Joy: “I’m going to die.  And I want to be with you then too.  The only way I can do that is if I’m able to talk to you about it now.”

Lewis: “I’ll manage somehow; don’t worry about me.”

Joy: “No.  I think it can be better than that.  I think it can be better than just managing.  What I’m trying to say is that the pain then is part of the happiness now.  That’s the deal.”

     The pain then is part of the happiness now. 

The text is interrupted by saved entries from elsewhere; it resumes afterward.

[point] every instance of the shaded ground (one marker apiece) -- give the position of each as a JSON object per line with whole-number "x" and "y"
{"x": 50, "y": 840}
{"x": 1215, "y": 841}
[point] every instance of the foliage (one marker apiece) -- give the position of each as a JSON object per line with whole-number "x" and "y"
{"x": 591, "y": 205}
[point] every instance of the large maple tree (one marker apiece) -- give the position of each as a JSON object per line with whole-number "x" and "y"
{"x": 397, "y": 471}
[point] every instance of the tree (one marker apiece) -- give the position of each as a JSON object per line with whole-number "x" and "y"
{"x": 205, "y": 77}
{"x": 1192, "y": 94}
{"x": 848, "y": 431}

      There is a trade-off inherent to love—to truly embrace it means to also embrace loss.  One can only avoid the suffering of loss by refusing to enter into love—but the experience of not loving is much worse than the experience of loving and losing.  Lewis explains this in his book The Four Loves, which was published just months before Joy died:

     “To love at all is to be vulnerable. Love anything, and your heart will certainly be wrung and possibly broken. If you want to make sure of keeping it intact, you must give your heart to no one, not even to an animal. Wrap it carefully round with hobbies and little luxuries; avoid all entanglements; lock it up safe in the casket or coffin of your selfishness. But in that casket—safe, dark, motionless, airless—it will change. It will not be broken; it will become unbreakable, impenetrable, irredeemable.”

     To be deeply happy with Joy while she was alive, Lewis had to let his heart deeply love.  Yes, what would await him at her death was the tragic loss that only a heart that loved would feel.  Certainly, no love would mean no loss.  But no love would also mean no life.

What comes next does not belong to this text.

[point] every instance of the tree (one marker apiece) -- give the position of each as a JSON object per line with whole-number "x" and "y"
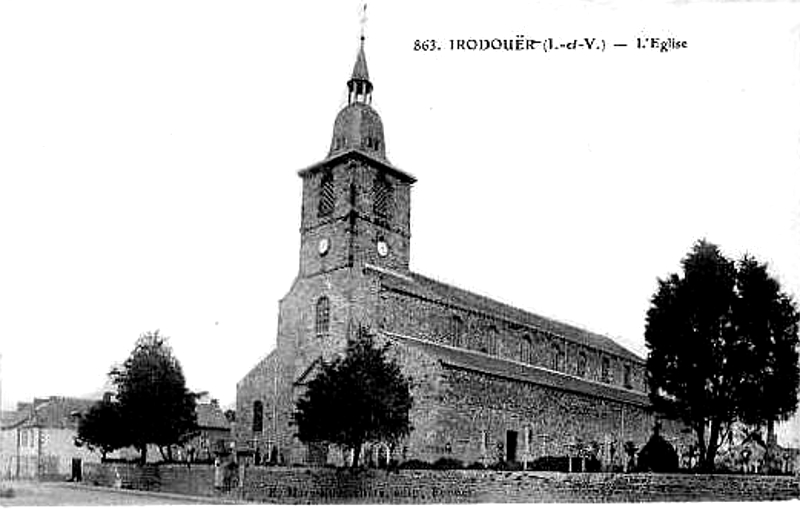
{"x": 154, "y": 402}
{"x": 102, "y": 428}
{"x": 722, "y": 342}
{"x": 355, "y": 399}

     I have written before about John Paul II’s statement that “Suffering unleashes love” (here and here).  And when someone is loved, it unleashes life, whether literally or figuratively.  But in our imperfect world, life will also end, which will lead to loss, which will lead to suffering, which can lead to unleashing more love and life if we let it.  Perhaps that’s what the person who penned these words had in mind: “I have found the paradox, that if you love until it hurts, there can be no more hurt, only more love.”

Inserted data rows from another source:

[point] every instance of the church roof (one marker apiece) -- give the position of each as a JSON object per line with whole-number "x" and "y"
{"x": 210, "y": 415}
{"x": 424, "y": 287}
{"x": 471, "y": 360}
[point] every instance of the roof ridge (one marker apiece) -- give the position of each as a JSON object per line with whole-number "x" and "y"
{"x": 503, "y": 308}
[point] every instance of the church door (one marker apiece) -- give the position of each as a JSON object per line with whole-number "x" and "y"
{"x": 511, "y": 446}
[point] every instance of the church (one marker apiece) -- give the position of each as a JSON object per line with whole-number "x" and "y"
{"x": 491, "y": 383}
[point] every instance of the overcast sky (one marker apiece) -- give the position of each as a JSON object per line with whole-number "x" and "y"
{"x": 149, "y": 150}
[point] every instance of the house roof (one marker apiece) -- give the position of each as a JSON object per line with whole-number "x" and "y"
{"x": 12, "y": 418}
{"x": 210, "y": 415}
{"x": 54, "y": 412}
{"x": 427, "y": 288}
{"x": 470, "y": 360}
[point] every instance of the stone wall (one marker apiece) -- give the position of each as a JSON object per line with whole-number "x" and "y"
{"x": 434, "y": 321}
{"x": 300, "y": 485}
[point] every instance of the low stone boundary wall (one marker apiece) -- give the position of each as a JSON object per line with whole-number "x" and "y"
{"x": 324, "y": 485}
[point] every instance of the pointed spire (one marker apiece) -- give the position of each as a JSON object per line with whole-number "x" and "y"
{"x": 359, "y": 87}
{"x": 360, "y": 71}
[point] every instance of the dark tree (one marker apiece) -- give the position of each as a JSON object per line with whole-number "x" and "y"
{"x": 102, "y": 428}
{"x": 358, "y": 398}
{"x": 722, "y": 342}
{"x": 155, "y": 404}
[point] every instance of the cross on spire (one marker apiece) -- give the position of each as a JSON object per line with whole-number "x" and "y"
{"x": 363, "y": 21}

     Could a situation be created where my nephew Carl would not have felt the (temporary) loss of his parents?  Yes—but that would mean ensuring he didn't bond, ensuring he was not loved.  And we know where a story like that leads: the orphans from Ceausescu’s Romania say it all.

     Does separation from those our hearts have loved, whether through death or life circumstances, result in anguish?  Yes, but as Joy wisely observed, “The pain then is part of the happiness now.  That’s the deal.”